Activation of MEKK1 and JNK is sufficient for keratinocyte migration and skin wound closure. (A) Epidermal keratinocytes were infected by adenoviruses as indicated. The cells were subjected to in vitro wound healing assays and were photographed at 24 h after injury. (B) Skin wound tissues at day 3 after injury were subjected to immunohistochemistry staining for phosphorylated JNK (pJNK) and ERK (pERK), and the positive (brown color) staining was evident in the epidermis of wild-type mice. The epithelium in the wounds is marked by red dotted lines, and pJNK-positive cells were markedly reduced in the epithelium of Mekk1^ΔKD/ΔKD mice. EP, epithelium and the triangle (Δ) indicates wound exudates. Bar, 50 μm. (C) Cells infected with Ad MEKK1(WT), and Ad MKK6 and Ad MKK7, as indicated, were subjected to in vitro wound healing assays in the absence and presence of various MAPK inhibitors and photographed at 24 h after injury. (D) Full-thickness skin wounds were generated on the dorsal side of wild-type mice. The wounds were exposed to adenoviruses for β-Gal and MKK7. Wound areas were measured at various days after injury, as indicated. (E) Corneal debridement wounds created on eyes maintained in ex vivo organ culture system were exposed to adenoviruses. The wound areas were measured 36 h post injury.

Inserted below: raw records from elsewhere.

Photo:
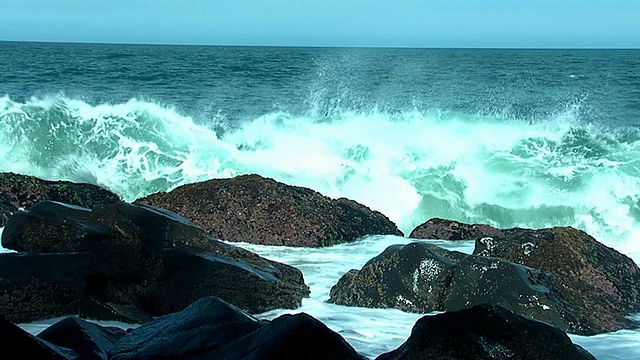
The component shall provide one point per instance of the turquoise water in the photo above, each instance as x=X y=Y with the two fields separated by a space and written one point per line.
x=530 y=138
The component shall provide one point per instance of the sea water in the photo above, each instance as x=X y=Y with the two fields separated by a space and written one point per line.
x=529 y=138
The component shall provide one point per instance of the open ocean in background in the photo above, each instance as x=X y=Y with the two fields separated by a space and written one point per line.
x=528 y=138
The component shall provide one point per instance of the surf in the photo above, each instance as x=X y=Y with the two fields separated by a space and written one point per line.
x=410 y=164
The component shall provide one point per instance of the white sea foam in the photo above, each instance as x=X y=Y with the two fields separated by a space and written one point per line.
x=410 y=165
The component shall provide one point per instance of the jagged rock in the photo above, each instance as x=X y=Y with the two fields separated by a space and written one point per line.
x=88 y=340
x=251 y=208
x=442 y=229
x=16 y=343
x=413 y=277
x=22 y=191
x=213 y=329
x=485 y=332
x=601 y=285
x=136 y=268
x=42 y=286
x=205 y=325
x=422 y=278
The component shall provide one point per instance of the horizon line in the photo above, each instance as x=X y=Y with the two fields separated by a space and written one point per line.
x=320 y=46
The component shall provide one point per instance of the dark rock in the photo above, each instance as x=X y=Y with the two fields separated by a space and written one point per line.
x=42 y=286
x=16 y=343
x=93 y=308
x=526 y=291
x=88 y=340
x=297 y=336
x=260 y=210
x=205 y=325
x=452 y=230
x=600 y=285
x=413 y=277
x=136 y=252
x=485 y=332
x=422 y=278
x=213 y=329
x=22 y=191
x=197 y=273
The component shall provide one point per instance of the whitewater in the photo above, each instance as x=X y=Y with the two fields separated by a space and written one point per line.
x=506 y=138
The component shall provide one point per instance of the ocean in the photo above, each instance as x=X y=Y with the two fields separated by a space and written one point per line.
x=527 y=138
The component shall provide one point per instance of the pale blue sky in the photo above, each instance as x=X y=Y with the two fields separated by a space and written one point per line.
x=413 y=23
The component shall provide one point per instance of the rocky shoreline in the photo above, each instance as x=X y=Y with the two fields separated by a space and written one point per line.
x=159 y=262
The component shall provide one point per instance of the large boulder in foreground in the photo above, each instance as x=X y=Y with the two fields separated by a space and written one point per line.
x=422 y=278
x=33 y=283
x=22 y=191
x=144 y=262
x=86 y=339
x=485 y=332
x=251 y=208
x=16 y=343
x=442 y=229
x=604 y=284
x=561 y=276
x=213 y=329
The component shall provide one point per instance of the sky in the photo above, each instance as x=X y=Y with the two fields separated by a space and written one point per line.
x=390 y=23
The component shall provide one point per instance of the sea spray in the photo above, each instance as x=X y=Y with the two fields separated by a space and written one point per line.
x=410 y=165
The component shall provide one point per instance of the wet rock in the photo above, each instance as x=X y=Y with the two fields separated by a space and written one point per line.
x=599 y=284
x=22 y=191
x=413 y=277
x=136 y=254
x=42 y=286
x=88 y=340
x=452 y=230
x=205 y=325
x=525 y=291
x=422 y=278
x=251 y=208
x=16 y=343
x=485 y=332
x=213 y=329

The results represent mean ± SD of at least 12 wounds and were analyzed by the Student's t test, relative to Ad β-Gal–infected tissues. ∗∗∗p < 0.001, ∗∗p < 0.01, and ∗p < 0.05 are considered significant. C, no inhibitor; PD, PD98059, an inhibitor of ERK; SB, SB202190, an inhibitor of p38; and SP, SP600125, an inhibitor of JNK.

Figure 4.

The induction of PAI-1 in the wound epidermis is dependent on MEKK1. (A) Summary of the microarray data. Of the MEKK1-dependent genes, 13 were induced and 16 suppressed by activin B treatment. Cultured epidermal keratinocytes were deprived of growth factors for 24 h, followed by exposure to 5 ng/ml activin B for 12 h or at the indicated times. (B) RNA isolated from epidermal keratinocytes of wild-type and Mekk1^ΔKD/ΔKD mice were analyzed by real-time PCR for Pai-1, Thbps-1, Mmp-3, Procol3a1, and Gapdh. (C) Full-thickness skin wounds at days 1, 3, 5, and 7 were subjected to immunohistochemistry using anti-PAI-1. Increased PAI-1, characterized as diffused staining in brown color, was observed in the epidermis of the wounds of wild-type mice (i) or in Mekk1^ΔKD/ΔKD infected by Ad MEKK1(WT) (iii), but it was almost undetectable in that of the Mekk1^ΔKD/ΔKD (ii). Pictures were taken on skin tissues at day 5 of wounding, although similar PAI-1 expression pattern was observed in tissues at other wounding days. Bar, 250 μm. DE, dermis; EP, epidermis; ∗, exudates; and arrows, wounding edge. (D) In vitro wound healing assay of Ad MEKK1(WT)-infected HaCAT human keratinocytes with or without treatment with 5 μg/ml anti-PAI-1 and 10 μM MMP-3 inhibitor VIII before the wounding. Pictures were taken at 0 and 16 h.

Figure 5.

Lack of cell–cell junction formation in the wound epidermis of Mekk1^ΔKD/ΔKD mice at late stage of healing. Morphological examination of the wounding edge epidermis at various days after injury. The wound tissues were examined under either phase-contrast microscopy (A) after H&E staining, and pictures were taken at 1000× magnification (bar, 10 μm), or electron microscopy (B), which was done on day 6 wounds. At early stage (day 3), both wild-type and Mekk1^ΔKD/ΔKD mice show an apparent increase in intercellular spaces in the wounding edge epithelium. At late stage (days 6 and 10), only the Mekk1^ΔKD/ΔKD mice display the spaces, whereas wild-type mice show tight cell–cell contact and the formation of desmosomes, similar to those present in normal unwounded skin. CP, cytoplasm; NE, nucleus. Bar, 10 μm.